The students created and distributed six anti-Nazi leaflets between June 1942 and February 1943.  These leaflets called for active opposition by the German people to the Nazi regime.  One leaflet read, “We will not be silent.  We are your bad conscience. The White Rose will not leave you in peace!” Because the students were aware that only military force could end Nazi domination, they limited their aims to achieve “a renewal from within of the severely wounded German spirit.”  This was extremely dangerous as Nazi Germany was a police state.  Informers were everywhere and any opposition to the state could be punishable by being sent to a concentration camp or worse.

Hans and Sophie Scholl
Hans and Sophie Scholl

The leaflets were copied by hand on an old typewriter and sent all across Germany.  They were mailed to professors and students, left in phone booths and taken by couriers to other universities for distribution.  In the first run, 35 of the 100 leaflets made were turned over to the Gestapo.  This significant number is because the Gestapo was not above sending something to people to see if they would turn it in as a type of loyalty test.  Also traveling to other cities, especially for young men of military age, was dangerous as police were on every train checking papers.  If you were caught traveling without papers, then you were taking to prison.  One of the members described their trips to pass out leaflets, “Some of us traveled in civilian clothing, hoping for the best, some with forged travel orders, I myself used false identification papers (my cousin’s with whom I shared a certain resemblance). We left the briefcases which contained the leaflets in a different compartment, for luggage was routinely searched. Mostly, however, leaflets were taken by female students who were not subject to such scrutiny.”

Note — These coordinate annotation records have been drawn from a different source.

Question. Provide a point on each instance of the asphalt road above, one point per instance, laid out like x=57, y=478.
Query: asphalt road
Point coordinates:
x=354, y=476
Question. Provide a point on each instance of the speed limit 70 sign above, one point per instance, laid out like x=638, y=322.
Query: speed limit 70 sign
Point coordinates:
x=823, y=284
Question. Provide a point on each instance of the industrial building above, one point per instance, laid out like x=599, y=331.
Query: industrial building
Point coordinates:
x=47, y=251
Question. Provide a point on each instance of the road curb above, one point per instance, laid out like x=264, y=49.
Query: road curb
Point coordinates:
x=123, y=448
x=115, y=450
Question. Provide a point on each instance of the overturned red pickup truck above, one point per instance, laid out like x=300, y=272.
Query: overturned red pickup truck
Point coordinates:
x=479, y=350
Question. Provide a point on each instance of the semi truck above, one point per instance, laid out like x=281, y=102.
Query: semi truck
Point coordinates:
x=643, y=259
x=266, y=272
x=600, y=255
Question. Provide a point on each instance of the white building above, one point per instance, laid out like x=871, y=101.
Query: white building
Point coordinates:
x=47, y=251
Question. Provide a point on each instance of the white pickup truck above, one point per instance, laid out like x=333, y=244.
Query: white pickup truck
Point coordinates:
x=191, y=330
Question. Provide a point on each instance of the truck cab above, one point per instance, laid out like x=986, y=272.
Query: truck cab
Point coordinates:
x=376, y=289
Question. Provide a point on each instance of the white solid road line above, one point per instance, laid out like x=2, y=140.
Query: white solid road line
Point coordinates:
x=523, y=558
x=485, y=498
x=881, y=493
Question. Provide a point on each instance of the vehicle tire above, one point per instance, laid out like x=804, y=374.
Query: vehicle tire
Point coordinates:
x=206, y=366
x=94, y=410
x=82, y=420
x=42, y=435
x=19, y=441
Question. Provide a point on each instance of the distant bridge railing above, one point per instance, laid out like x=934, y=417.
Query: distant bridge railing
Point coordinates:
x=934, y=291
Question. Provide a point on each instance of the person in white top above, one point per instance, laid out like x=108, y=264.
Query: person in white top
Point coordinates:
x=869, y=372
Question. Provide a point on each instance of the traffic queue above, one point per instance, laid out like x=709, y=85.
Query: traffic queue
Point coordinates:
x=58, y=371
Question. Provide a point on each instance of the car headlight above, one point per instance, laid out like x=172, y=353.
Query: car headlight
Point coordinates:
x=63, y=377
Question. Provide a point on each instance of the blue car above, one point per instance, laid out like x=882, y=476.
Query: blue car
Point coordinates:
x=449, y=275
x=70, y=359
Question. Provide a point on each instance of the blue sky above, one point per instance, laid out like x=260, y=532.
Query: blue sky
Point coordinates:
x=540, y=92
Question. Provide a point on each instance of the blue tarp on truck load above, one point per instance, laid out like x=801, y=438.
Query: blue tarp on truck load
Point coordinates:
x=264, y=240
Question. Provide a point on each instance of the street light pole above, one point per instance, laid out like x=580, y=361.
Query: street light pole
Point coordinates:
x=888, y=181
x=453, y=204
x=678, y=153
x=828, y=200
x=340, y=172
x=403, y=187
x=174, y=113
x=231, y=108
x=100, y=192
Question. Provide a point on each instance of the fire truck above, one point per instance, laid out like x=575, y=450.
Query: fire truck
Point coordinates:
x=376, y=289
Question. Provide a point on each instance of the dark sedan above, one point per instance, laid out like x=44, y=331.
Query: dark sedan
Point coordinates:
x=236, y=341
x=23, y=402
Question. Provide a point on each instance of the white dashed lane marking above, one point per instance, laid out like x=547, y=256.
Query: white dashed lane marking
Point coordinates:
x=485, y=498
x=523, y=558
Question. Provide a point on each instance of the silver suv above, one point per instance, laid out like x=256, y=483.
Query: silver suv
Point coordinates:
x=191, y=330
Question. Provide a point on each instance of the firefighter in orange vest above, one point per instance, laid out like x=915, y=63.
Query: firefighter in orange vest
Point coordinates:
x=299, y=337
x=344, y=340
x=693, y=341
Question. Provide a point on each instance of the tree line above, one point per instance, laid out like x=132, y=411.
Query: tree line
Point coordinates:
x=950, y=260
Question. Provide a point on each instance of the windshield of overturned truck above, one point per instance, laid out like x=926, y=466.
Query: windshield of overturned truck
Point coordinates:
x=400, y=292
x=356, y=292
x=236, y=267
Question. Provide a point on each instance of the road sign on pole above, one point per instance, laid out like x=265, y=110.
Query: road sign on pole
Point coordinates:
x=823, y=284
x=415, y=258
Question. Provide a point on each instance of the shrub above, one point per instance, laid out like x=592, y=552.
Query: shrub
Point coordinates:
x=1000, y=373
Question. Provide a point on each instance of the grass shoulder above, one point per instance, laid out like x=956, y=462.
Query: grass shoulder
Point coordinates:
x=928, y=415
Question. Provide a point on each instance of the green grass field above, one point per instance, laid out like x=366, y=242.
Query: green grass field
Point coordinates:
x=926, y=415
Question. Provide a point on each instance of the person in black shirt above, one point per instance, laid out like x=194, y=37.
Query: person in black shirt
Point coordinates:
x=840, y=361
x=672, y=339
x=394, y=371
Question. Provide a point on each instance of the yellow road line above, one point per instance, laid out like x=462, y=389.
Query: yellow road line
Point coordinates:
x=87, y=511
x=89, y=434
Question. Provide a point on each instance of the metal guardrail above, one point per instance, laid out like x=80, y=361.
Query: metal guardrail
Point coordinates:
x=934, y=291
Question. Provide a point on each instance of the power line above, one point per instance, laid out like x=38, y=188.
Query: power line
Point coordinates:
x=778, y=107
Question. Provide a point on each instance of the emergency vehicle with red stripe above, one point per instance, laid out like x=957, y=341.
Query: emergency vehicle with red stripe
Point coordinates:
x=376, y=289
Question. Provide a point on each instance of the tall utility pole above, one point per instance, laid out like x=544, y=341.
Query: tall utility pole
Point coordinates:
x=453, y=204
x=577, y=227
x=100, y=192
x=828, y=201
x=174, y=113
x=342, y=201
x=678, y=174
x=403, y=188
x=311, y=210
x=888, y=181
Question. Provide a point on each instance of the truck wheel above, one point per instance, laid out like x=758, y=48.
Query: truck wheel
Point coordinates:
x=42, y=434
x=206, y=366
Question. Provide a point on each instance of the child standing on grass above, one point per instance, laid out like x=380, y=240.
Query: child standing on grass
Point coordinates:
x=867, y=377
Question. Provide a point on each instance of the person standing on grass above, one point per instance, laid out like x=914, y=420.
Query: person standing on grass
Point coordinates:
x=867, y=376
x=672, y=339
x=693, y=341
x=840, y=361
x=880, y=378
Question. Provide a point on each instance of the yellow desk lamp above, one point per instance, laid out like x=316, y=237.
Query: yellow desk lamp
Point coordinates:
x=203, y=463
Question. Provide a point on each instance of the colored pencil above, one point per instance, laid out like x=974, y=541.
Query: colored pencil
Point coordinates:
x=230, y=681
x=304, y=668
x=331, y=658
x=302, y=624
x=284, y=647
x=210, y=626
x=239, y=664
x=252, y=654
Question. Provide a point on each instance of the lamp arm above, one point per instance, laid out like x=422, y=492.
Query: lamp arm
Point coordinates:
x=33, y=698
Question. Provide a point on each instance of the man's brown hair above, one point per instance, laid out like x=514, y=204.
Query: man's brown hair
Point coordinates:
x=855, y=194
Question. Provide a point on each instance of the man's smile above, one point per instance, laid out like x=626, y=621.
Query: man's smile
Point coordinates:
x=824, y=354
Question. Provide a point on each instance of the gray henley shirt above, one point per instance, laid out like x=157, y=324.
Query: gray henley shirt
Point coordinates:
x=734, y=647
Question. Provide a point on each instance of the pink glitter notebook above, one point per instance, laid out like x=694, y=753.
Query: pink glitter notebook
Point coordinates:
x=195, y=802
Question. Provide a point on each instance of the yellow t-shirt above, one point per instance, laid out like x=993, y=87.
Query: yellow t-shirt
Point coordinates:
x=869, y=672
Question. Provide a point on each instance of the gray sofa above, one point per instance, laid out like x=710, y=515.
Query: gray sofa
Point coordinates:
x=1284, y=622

After the January 1943 defeat of the Nazi army at Stalingrad , the White Rose movement put out a leaflet advocating rebellion.  It said, “The day of reckoning has come – the reckoning of German youth with the most abominable tyrant our people have ever been forced to endure. We grew up in a state in which all free expression of opinion is ruthlessly suppressed. The Hitler Youth, the SA, the SS have all tried to drug us, to regiment us in the most promising years of our lives. For us there is but one slogan: fight against the party. The name of Germany is dishonoured for all time if German youth does not finally rise, take revenge, smash its tormentors. Students! The German people look to us.”  They got bolder and in February 1943, Hans, Alex and Willi used tar and paint to write sides of houses on Ludwigstrasse, a main thoroughfare in Munich near the University. They wrote “Down With Hitler”, “Hitler Mass Murderer”, “freedom”, and drew crossed-out swastikas.  All of this while police and SS patrolled the streets.

In that same month, the brave students were caught.  A janitor at the University saw Hans Scholl and his sister Sophie passing out the leaflets and reported him to the Gestapo.  The movement unraveled from there.  They tried to take sole responsibility for the leaflets, but the Gestapo was good at interrogation by fair means or foul, and soon got the rest of the names from them.  The core group of the White Rose was arrested.  Sophie, Hans and Christoph Probst were brought before the People’s Court and quickly tried.  All three were found guilty and guillotined a few hours later.  Hans Scholl’s last words were “Long live freedom!”

Later that year Alexander Schmorell, Willi Graf, and Kurt Huber were tried and sentenced to death.  At his trial Professor Huber quoted the words of Kant saying:

And thou shalt act as if

On thee and on thy deed

Depended the fate of all Germany,

And thou alone must answer for it.

Although the White Rose movement died, the final leaflet they created was smuggled out before World War II ended and came into the hands of the Allies.  Millions of them were printed and distributed throughout Germany by the incoming Allies.